The South Australian towns of Tumby Bay on the Eyre Peninsula town is the latest to look at painting its giant white silos in order to draw in grey nomads and other travellers.
However, as more examples of silo art spring up, some are warning they could become victims of their own success.
Dr Jane Andrew, director of the University of South Australia’s Match Studio, told the Advertiser newspaper that there is some danger of silo art and street murals becoming so common that they’re seen as ‘me-too samey’.
She likens the current big-art phenomenon in the country to the giant industry-linked sculptures, such as the Big Banana, the Big Pineapple, and the Big Lobster, most of which were built in the 1960s and ‘70s.
However, she says good art will always be better than a blank wall and the specific art chosen can mean a great deal to a community … and they give struggling towns a sense of identity, and a sense of purpose.
“The process of going through this, getting organised, applying for grants and working together can be really good for a community,” she said.
The town of Coonalpyn, which unveiled its silo art back in March has certainly seen a wider benefit than simply an upsurge in grey nomad numbers.
The district council’s chief executive, Vincent Cammell, told the Advertiser that the project had “really changed the fabric of the town and brought it together in a way I don’t think has happened in a long time”.
And in Kimba, where the recently unveiled silo art has been exceptionally well received, the next phase of the community project is already under way as it starts to seek funds to install solar-power floodlights to illuminate the silos each night.
Back in Tumby Bay, the Vittera grain-handling company, which owns the town’s silos has made them available free of charge, but $85,000 still needs to be raised to get them painted and a planned arts festival up and running.
And then there’s the challenge of adding something different to the silo art mix.
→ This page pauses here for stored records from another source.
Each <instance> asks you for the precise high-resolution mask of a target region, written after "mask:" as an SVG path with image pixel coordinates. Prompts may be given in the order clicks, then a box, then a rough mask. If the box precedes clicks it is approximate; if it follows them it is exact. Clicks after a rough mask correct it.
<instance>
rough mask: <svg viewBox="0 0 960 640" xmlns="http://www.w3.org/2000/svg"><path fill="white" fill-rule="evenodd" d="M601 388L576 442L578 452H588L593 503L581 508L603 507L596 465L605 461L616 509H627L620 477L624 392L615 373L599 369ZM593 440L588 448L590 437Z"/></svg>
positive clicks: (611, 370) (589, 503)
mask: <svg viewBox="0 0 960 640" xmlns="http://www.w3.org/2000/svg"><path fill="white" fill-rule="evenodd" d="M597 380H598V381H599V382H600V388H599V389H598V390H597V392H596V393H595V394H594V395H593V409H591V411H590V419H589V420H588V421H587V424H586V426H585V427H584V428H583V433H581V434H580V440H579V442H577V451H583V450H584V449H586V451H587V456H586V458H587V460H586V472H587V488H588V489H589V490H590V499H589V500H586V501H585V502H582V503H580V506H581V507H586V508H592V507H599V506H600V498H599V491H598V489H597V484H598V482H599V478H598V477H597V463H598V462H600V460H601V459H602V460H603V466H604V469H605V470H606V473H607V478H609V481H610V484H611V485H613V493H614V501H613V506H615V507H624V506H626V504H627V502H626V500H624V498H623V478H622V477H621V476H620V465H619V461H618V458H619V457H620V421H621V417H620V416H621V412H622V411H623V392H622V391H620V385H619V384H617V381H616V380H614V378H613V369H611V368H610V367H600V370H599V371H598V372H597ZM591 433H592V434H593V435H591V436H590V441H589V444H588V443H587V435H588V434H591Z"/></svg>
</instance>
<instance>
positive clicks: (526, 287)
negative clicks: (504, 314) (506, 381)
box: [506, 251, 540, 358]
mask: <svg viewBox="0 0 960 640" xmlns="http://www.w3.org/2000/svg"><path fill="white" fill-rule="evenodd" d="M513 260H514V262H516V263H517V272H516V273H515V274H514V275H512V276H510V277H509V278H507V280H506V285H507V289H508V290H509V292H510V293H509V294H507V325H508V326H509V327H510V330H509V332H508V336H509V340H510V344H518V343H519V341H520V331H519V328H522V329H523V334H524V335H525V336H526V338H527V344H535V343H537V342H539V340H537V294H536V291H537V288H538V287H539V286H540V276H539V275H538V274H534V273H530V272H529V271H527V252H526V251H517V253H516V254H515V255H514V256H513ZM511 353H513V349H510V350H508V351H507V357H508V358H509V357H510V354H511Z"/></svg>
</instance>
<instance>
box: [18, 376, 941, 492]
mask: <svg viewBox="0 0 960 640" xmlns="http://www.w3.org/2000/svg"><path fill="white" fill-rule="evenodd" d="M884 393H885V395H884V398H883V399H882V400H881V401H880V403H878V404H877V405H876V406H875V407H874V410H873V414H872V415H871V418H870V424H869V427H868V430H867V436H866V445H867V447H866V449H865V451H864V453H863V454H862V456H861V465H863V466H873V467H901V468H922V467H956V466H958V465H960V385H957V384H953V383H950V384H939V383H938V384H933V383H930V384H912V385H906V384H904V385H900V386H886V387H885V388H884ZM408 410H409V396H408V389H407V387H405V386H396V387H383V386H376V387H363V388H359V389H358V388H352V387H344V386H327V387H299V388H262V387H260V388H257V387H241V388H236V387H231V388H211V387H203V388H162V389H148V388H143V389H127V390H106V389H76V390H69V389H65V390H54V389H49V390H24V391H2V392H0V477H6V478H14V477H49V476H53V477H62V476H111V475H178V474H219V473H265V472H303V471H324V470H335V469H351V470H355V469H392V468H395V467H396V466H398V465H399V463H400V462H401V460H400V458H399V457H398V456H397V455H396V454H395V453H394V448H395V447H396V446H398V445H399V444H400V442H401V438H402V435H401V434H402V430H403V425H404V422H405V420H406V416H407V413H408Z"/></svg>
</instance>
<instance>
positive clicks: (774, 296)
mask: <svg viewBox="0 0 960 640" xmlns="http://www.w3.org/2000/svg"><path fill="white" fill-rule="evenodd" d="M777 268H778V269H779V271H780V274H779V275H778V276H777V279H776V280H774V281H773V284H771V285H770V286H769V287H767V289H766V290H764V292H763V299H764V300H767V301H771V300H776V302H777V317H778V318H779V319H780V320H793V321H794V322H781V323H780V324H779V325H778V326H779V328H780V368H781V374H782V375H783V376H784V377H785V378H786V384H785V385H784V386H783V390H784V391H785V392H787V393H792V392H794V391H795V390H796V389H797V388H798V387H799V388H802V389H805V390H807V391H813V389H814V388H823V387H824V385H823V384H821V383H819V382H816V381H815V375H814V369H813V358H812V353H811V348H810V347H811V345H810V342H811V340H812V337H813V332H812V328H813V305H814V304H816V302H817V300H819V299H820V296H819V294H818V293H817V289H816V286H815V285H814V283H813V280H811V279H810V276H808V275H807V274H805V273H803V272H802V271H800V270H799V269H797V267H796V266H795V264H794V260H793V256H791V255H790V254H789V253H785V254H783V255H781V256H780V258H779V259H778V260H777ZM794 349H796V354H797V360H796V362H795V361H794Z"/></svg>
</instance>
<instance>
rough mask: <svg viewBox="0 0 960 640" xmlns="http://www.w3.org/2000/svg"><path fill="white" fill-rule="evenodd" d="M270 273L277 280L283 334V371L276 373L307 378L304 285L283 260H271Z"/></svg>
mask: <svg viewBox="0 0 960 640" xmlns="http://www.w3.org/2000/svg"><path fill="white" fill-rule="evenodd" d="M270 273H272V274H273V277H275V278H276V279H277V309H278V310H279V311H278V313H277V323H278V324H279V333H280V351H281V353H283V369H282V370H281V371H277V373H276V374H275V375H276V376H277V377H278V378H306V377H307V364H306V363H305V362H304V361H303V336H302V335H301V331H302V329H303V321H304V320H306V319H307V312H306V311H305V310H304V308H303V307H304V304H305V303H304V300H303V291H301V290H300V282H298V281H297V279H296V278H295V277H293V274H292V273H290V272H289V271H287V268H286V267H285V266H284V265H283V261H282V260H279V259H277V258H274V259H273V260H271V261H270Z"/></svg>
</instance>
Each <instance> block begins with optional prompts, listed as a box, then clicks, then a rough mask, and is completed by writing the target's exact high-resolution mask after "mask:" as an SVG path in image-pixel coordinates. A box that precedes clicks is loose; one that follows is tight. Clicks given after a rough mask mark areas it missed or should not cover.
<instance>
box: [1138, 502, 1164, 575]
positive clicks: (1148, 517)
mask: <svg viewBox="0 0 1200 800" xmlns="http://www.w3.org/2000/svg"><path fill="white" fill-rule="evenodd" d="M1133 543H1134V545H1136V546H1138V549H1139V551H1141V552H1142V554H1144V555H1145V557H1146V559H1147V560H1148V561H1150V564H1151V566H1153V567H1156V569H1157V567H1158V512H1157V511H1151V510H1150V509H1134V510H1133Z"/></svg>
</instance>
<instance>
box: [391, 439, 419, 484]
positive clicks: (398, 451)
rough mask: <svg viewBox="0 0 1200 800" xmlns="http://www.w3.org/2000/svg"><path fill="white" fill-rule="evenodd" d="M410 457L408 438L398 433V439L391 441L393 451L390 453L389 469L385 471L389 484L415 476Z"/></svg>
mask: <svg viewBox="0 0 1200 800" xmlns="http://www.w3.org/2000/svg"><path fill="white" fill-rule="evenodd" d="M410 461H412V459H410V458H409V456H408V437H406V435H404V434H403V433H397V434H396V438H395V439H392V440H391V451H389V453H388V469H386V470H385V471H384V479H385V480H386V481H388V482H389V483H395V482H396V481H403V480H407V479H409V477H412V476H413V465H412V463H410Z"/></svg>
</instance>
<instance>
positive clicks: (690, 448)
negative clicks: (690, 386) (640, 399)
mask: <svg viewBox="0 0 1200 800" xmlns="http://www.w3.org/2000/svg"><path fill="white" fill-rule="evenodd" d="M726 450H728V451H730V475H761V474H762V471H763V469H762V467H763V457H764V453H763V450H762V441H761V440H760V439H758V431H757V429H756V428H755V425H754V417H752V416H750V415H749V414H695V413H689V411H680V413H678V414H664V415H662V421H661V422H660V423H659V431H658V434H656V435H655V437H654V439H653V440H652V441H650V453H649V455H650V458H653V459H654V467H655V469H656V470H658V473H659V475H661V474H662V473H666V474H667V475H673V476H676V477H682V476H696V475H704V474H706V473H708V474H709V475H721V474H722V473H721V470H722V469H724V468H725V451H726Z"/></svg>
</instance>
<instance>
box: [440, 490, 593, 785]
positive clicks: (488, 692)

The painted silos around Australia so far largely feature rural scenes and children, but Tumby Bay will be keen to go for something very different to keep the idea fresh.
And, that challenge in itself, will be enough to generate discussion and community involvement.
“People have got to start looking at what’s best for the long-term future of their town,” said farmer Dion LeBrun, one of the people driving the Colour Tumby project. “A town that’s stagnant and stuck in the past is not going to be a vibrant town for long.”